“TANGK” – Reminding us that anger hides a whole lot of joy, that punk is more about love than anything else

Dan Harrison

He/Him

Contributor

2/22/24

Genres: Rock, post-punk, bunker-punk, quiet ‘n loud

I was on a dock last summer with a person I love when our hair started floating up off our shoulders, just a few strands at a time. So we laughed, uneasy at first, then marveled at this, the crackling air, and the whole time we watched a thunderstorm roll towards us over the lake, and only when we ran inside under sheets of rain did we realize how the storm had wrapped us up in itself.

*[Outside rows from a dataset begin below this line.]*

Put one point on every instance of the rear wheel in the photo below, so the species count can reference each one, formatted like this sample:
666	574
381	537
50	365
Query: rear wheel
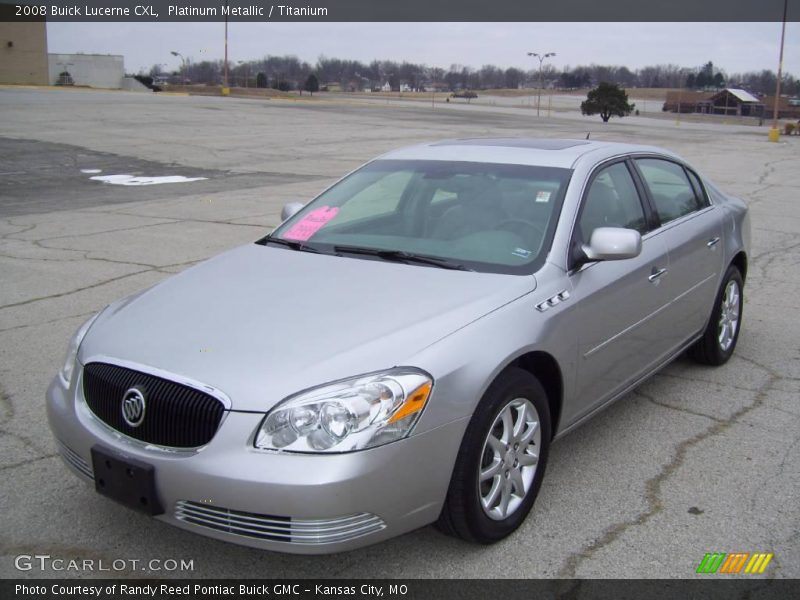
501	462
720	337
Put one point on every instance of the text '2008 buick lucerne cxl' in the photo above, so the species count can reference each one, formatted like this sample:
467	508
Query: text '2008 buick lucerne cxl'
403	349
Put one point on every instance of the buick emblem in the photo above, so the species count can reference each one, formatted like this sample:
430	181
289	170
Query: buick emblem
133	407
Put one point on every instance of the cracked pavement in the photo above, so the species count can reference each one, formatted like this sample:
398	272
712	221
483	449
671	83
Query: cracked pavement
695	460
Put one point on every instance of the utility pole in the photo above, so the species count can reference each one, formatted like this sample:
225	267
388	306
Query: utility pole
541	58
225	89
774	133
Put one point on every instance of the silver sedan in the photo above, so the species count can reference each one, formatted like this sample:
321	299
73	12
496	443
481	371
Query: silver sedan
404	348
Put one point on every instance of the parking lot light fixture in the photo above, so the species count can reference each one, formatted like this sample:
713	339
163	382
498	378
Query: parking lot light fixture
541	58
774	133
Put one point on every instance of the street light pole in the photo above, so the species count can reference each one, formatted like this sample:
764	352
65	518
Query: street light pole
225	88
774	133
541	58
183	65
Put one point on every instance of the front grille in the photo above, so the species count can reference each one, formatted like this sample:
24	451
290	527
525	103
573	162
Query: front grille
278	529
175	415
76	461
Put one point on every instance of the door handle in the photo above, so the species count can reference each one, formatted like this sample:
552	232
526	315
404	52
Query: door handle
656	273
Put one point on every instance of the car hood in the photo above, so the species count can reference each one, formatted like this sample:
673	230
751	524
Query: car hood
259	322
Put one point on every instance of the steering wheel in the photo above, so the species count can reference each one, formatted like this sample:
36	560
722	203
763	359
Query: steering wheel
521	227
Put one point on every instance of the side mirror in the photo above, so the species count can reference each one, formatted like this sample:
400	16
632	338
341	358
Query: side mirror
290	209
613	243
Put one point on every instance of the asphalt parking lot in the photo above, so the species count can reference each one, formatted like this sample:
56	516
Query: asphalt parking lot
696	460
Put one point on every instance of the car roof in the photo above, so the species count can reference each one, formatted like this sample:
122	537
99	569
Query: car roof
545	152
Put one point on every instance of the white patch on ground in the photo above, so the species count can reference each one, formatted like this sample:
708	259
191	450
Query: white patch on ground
131	180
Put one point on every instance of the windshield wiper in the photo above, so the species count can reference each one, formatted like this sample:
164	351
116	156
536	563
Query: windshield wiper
401	256
288	243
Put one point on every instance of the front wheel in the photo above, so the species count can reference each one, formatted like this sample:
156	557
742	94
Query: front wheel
501	462
720	337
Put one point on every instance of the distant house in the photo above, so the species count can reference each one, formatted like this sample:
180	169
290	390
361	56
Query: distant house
732	101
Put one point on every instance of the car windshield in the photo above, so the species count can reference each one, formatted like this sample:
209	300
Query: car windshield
478	216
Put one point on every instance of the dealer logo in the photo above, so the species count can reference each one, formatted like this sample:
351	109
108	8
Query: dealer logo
133	406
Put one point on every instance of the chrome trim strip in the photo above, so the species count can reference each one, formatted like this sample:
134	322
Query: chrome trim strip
75	461
273	528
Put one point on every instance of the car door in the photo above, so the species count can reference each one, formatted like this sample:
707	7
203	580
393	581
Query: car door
620	303
692	229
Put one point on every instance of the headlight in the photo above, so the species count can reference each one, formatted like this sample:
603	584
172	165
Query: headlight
72	350
354	414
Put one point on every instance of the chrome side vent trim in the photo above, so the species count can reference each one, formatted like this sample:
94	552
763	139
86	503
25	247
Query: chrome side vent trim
276	528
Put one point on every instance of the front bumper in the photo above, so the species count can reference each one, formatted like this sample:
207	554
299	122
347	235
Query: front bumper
305	504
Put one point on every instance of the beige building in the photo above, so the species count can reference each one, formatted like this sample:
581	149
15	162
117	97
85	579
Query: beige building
23	53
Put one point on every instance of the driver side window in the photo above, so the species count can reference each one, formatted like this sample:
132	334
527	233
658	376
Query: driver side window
612	201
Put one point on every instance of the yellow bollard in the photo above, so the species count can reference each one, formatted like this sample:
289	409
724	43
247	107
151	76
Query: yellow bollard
774	134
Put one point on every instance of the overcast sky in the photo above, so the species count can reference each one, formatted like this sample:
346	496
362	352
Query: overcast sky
734	47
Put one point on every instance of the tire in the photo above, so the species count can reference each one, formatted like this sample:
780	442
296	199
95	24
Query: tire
486	512
720	337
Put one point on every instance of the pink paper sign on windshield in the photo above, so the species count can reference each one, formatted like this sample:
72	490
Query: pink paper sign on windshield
311	223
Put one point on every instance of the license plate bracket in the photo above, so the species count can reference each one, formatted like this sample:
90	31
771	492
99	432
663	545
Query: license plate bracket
128	481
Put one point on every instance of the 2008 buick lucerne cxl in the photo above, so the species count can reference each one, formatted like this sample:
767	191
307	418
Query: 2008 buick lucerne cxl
404	349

I’m finding this same sense of unease in TANGK, the new record from British band IDLES. The album is full of restraint – each listen paints a picture of a band barely held together, fingers itching to play and voices trying not to yell, and it’s thanks to this restraint that the loud tracks hit so damn well. It’s as if the whole album is circling some explosive centerpiece, waiting for sheets of rain and forks of lightning. When it strikes, it strikes. 

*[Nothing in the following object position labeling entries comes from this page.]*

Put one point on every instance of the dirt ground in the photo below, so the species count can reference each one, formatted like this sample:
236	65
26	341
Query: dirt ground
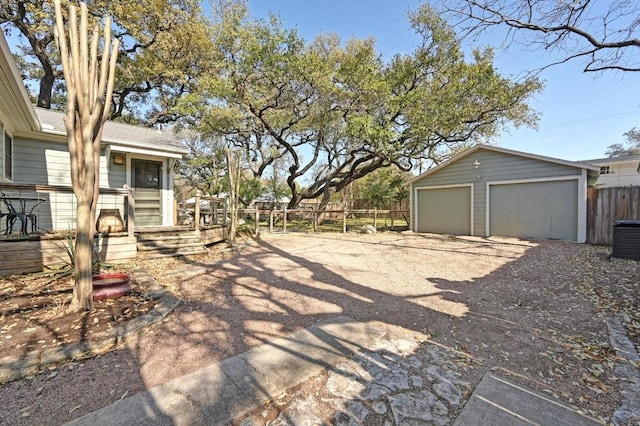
534	311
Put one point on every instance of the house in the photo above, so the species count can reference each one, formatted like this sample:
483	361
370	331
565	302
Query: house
491	191
617	171
35	162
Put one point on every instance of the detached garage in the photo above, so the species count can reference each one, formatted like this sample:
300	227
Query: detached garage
489	191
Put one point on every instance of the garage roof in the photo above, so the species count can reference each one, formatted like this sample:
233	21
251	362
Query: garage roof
576	164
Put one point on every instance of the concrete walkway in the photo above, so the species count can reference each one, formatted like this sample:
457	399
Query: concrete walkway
498	402
221	392
227	390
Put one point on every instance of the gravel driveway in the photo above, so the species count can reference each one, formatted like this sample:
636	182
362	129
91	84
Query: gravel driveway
534	311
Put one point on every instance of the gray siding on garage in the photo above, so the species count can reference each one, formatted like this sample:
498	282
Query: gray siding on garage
535	210
445	210
494	166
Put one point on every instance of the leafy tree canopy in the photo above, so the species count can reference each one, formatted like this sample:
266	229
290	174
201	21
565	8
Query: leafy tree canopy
164	46
631	147
603	35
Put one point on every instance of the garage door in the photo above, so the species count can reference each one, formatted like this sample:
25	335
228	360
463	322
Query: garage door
535	210
445	210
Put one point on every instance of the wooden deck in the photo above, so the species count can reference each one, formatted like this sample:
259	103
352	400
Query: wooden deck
39	252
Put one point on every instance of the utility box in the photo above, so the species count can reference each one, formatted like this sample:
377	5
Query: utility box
626	238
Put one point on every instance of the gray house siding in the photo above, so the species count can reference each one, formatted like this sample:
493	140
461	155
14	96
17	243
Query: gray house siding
46	162
486	166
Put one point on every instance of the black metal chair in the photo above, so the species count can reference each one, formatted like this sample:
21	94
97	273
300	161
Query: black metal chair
11	217
24	219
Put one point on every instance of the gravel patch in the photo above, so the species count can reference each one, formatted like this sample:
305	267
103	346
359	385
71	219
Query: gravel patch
534	311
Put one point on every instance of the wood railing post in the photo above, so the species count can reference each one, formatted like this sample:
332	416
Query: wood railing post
344	221
284	220
315	220
196	214
131	208
375	218
257	221
271	222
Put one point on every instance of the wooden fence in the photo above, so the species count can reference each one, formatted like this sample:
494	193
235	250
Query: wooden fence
606	204
326	220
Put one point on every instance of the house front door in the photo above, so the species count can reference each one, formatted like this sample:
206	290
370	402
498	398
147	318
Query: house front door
147	181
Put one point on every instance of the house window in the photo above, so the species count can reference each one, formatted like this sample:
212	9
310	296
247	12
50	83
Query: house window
8	156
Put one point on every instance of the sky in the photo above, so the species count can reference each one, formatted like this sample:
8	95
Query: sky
580	114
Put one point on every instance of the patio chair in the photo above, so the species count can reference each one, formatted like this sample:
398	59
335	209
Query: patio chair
11	218
24	219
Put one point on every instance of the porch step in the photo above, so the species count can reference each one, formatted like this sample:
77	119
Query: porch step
166	244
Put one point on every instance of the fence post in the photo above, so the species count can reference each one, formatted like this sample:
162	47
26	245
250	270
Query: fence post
315	220
284	220
196	214
375	218
131	208
271	222
344	221
257	220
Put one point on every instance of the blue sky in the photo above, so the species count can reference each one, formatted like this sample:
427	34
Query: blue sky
581	114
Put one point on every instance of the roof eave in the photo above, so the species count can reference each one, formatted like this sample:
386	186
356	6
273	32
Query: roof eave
578	165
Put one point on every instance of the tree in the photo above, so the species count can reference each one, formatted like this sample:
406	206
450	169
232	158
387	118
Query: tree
382	189
164	46
335	112
603	35
631	147
90	80
203	169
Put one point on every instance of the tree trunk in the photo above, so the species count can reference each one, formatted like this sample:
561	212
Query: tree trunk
83	291
46	88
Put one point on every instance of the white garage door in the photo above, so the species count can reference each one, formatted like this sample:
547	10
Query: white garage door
535	210
444	210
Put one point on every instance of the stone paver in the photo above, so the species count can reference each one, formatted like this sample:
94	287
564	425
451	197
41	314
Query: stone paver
397	381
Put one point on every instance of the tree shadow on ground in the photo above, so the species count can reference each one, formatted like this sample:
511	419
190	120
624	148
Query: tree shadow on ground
281	286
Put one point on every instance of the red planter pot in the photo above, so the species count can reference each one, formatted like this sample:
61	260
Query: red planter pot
110	286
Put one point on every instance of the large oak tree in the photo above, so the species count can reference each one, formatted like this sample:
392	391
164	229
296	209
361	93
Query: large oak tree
602	34
164	45
334	111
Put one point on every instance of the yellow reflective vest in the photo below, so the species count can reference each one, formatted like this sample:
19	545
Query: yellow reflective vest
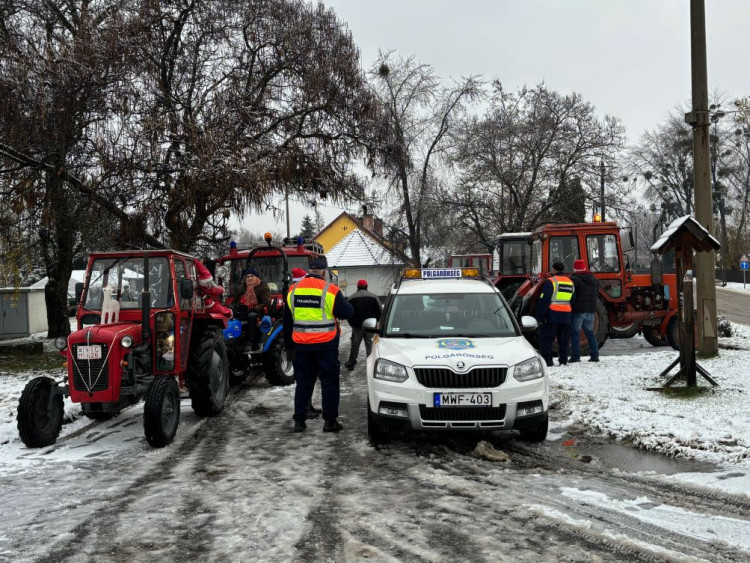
310	301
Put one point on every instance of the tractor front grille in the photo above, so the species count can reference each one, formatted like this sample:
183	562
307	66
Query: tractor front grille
448	379
461	413
90	375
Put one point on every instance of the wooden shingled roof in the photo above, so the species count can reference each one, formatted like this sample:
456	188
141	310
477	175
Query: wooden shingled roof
683	228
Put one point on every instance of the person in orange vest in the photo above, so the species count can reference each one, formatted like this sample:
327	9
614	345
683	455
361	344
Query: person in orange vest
311	338
553	312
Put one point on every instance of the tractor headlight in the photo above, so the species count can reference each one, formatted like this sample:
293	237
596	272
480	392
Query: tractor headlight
528	370
390	371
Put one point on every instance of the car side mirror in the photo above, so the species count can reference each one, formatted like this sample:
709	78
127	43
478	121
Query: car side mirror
186	289
528	324
370	325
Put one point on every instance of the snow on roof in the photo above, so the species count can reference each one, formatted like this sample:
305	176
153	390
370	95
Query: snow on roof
358	249
688	222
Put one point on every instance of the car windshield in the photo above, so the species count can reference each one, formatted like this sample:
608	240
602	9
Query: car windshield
123	278
449	314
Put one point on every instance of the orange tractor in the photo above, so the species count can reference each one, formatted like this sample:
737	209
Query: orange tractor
628	302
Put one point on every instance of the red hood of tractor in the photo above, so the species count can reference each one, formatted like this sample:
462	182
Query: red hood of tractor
107	333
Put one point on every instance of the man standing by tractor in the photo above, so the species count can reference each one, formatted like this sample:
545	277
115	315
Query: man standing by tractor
366	305
311	336
583	310
553	311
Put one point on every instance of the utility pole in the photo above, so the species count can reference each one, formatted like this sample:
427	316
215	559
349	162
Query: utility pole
601	174
699	119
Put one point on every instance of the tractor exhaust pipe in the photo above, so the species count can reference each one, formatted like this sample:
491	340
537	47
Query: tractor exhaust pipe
146	302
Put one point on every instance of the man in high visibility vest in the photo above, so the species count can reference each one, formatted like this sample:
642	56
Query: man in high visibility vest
311	337
553	312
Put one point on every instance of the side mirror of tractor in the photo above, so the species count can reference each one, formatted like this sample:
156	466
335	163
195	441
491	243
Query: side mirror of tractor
186	289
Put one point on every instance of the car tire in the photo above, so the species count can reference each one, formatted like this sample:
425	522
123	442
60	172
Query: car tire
536	433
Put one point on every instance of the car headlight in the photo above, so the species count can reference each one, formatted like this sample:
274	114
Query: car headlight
528	370
390	371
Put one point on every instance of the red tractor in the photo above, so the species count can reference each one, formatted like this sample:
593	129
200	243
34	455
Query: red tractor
629	302
275	264
143	332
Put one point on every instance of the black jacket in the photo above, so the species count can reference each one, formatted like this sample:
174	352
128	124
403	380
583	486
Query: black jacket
366	305
586	292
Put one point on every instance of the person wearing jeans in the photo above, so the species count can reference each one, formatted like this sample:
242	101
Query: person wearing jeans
584	308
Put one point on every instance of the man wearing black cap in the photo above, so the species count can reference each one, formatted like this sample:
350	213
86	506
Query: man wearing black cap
366	305
311	337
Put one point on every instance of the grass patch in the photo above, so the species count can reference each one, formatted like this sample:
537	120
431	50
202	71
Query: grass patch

IDLES are the first to say they aren’t a punk band, but “Dancer,” the sonic centerpiece of the album, begs to differ. “Dancers hip to hip, dancing cheek to cheek” roars frontman Joe Talbot, backed by a guest feature from LCD Soundsystem. The industrial guitar drones on, but don’t be fooled by Talbot’s simple lyricism, as he follows up with gems like “I can taste the mood in my mouth like particles of punch-drunk love.” It’s an ode to the mosh-pit, a call for everyone to get up and lose themselves in a crowd, in a song, in a feeling. If that’s not punk we’ve lost our way. 

But punk begs for something to rage against, and this is where IDLES walk their own path. Foreshadowed by 2018’s Joy as an Act of Resistance, this album’s obsession is love. “All is love and love is all,” sings Talbot on “Gift Horse,” punctuated by a gravelly “Fuck the king,” in case you worry they’ve drifted from their roots in British-working class protest music. “Pop pop pop,” is the band at their most experimental, drifting towards hip-hop not unlike that of Death Grips, but even here they hang onto love as Talbot sings “Freudenfreude / Joy on joy.” This latter flips “schadenfreude” on its head, taking pleasure in joy itself. 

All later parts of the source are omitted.